February 28, 2024 at 02:37PM
The BlackCat/ALPHV ransomware gang claims responsibility for a cyberattack on Optum, a UnitedHealth Group subsidiary, causing an ongoing outage on the Change Healthcare platform. They allege stealing 6TB of sensitive data, including medical records, from thousands of healthcare providers and insurance companies. The FBI, CISA, and HHS warned that BlackCat affiliates target U.S. healthcare organizations.
Based on the meeting notes, it is clear that the BlackCat/ALPHV ransomware gang has claimed responsibility for a cyberattack on Optum, a subsidiary of UnitedHealth Group (UHG), resulting in an ongoing outage affecting the Change Healthcare platform. The attack has had a significant impact, with the ransomware gang claiming to have stolen 6TB of data from Change Healthcare’s network, affecting thousands of healthcare providers, insurance providers, and pharmacies.

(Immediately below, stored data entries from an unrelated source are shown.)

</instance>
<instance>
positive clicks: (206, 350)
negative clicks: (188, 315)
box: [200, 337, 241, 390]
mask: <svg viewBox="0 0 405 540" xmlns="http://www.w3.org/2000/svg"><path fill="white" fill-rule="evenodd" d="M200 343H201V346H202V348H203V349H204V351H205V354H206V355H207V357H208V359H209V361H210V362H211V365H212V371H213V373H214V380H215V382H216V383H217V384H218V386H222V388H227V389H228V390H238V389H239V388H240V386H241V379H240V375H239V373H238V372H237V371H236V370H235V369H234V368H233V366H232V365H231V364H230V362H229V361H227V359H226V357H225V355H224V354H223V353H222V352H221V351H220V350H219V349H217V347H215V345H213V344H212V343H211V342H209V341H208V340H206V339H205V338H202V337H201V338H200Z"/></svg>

The stolen data includes sensitive information such as medical records, insurance records, dental records, payments information, claims information, patients’ personally identifiable information (PII), and active U.S. military/navy personnel PII data. The ransomware gang also claims to have stolen source code for Change Healthcare solutions and sensitive information belonging to various partners, including prominent healthcare insurance providers.
It is concerning that the U.S. healthcare sector has been a primary target for the BlackCat ransomware affiliates, with federal agencies warning about the increased risk to organizations in this sector.
The impact of the cyberattack is ongoing, with efforts to restore impacted systems and switch to new electronic claim procedures to address the Change Healthcare issues. Additionally, there are significant financial incentives for identifying and locating the individuals linked to the BlackCat gang’s ransomware attacks.
Please let me know if you need further details or information.